Per individuare la natura precaria di un’opera, si deve seguire «non il criterio strutturale, ma il criterio funzionale», per cui un’opera se è realizzata per soddisfare esigenze non temporanee non può beneficiare del regime proprio delle opere precarie (Cons. di Stato VI n. 1291/2016).

Inoltre il Consiglio di Stato ha più volte affermato che non possono essere considerati manufatti precari destinati a soddisfare esigenze meramente temporanee quelli destinati ad una utilizzazione perdurante nel tempo, perchè l’alterazione del territorio non può essere considerata temporanea, precaria o irrilevante (Consiglio di Stato, Sez. VI, n. 4116 del 4 settembre 2015).

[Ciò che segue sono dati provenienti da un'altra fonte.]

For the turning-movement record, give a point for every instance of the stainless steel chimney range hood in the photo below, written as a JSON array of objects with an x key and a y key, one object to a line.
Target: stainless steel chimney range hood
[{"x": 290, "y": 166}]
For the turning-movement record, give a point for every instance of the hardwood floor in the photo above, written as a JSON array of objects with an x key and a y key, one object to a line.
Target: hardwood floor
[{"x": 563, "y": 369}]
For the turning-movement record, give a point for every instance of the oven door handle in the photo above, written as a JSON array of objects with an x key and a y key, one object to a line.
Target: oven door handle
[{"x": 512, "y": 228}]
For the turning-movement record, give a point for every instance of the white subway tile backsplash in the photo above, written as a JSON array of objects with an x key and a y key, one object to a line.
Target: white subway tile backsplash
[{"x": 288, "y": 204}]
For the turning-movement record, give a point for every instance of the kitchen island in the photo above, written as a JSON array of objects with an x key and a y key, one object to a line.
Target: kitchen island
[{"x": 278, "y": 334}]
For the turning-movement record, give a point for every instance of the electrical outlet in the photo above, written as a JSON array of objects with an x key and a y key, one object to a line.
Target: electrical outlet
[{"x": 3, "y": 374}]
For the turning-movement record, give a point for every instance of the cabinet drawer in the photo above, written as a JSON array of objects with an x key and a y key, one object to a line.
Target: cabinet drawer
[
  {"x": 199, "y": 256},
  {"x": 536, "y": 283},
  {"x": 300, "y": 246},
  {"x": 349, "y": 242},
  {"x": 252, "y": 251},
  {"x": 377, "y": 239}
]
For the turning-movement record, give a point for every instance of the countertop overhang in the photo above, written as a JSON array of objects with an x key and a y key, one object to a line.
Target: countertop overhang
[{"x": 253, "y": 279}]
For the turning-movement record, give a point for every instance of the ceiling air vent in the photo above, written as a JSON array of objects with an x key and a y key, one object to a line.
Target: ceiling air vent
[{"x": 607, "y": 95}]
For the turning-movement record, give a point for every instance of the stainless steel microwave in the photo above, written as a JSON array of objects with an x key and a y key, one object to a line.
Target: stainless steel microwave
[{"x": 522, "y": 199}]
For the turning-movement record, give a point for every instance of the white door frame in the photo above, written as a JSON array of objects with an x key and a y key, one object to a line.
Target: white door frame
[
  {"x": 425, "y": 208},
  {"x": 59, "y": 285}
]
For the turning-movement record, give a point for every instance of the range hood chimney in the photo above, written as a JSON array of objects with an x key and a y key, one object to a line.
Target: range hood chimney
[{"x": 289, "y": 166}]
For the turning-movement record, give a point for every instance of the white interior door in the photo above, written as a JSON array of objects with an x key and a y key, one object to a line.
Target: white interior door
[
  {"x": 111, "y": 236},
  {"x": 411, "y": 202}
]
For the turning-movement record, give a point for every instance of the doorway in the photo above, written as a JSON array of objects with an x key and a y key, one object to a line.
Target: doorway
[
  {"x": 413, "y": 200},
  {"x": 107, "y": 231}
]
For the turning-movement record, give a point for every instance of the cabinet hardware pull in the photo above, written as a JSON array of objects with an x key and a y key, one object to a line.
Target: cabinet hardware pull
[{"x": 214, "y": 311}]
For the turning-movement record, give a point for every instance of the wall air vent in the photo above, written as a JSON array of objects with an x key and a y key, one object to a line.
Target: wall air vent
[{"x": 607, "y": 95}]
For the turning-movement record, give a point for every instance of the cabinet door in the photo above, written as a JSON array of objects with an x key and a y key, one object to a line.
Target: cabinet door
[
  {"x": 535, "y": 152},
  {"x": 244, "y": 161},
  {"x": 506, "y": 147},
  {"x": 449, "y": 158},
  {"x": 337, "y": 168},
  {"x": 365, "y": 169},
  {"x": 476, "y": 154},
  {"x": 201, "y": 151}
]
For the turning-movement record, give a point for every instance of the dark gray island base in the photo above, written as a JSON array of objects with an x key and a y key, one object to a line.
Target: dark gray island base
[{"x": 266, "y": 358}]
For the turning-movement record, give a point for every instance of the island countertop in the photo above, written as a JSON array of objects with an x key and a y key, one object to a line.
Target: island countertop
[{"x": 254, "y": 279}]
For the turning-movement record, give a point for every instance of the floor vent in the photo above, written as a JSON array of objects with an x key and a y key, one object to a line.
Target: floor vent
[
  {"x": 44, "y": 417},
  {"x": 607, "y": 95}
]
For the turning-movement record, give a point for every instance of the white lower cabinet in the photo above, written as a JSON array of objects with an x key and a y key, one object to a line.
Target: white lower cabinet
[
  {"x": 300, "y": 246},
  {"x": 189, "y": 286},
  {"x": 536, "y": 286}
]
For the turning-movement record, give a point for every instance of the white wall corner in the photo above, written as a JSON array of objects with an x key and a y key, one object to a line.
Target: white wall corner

Il Consiglio di Stato ha anche affermato che la “precarietà” dell’opera, che esonera dall’obbligo del permesso di costruire, postula un uso specifico e temporalmente limitato del bene e non la sua stagionalità che non esclude la destinazione del manufatto al soddisfacimento di esigenze non eccezionali e contingenti, ma permanenti nel tempo (Consiglio di Stato, Sez. VI, n. 2841 del 3 giugno 2014).

Destinazione d’uso funzionale temporanea nel tempo

Come secondo aspetto si evidenzia il fatto che questi manufatti precari abbiano una destinazione d’uso” di abitazione, luoghi di lavoro, depositi, magazzini e simili.

In questo senso il dispositivo intende parametrare o legare questo aspetto in funzione del cosiddetto carico urbanistico sul territorio, onde scongiurarne il suo aggravamento.

Manufatti precari in quanto costruzioni leggere

Come terzo punto, la precarietà del manufatto è legata alla sua “leggerezza”, come si legge nella prima parte della definizione normativa.

Si tratta di un termine che è influenzato dalle caratteristiche costruttive. Difficile trovare uno spartiacque di “leggerezza”, non esiste una formula “un tanto al chilo” per separare leggerezza da pesantezza del manufatto.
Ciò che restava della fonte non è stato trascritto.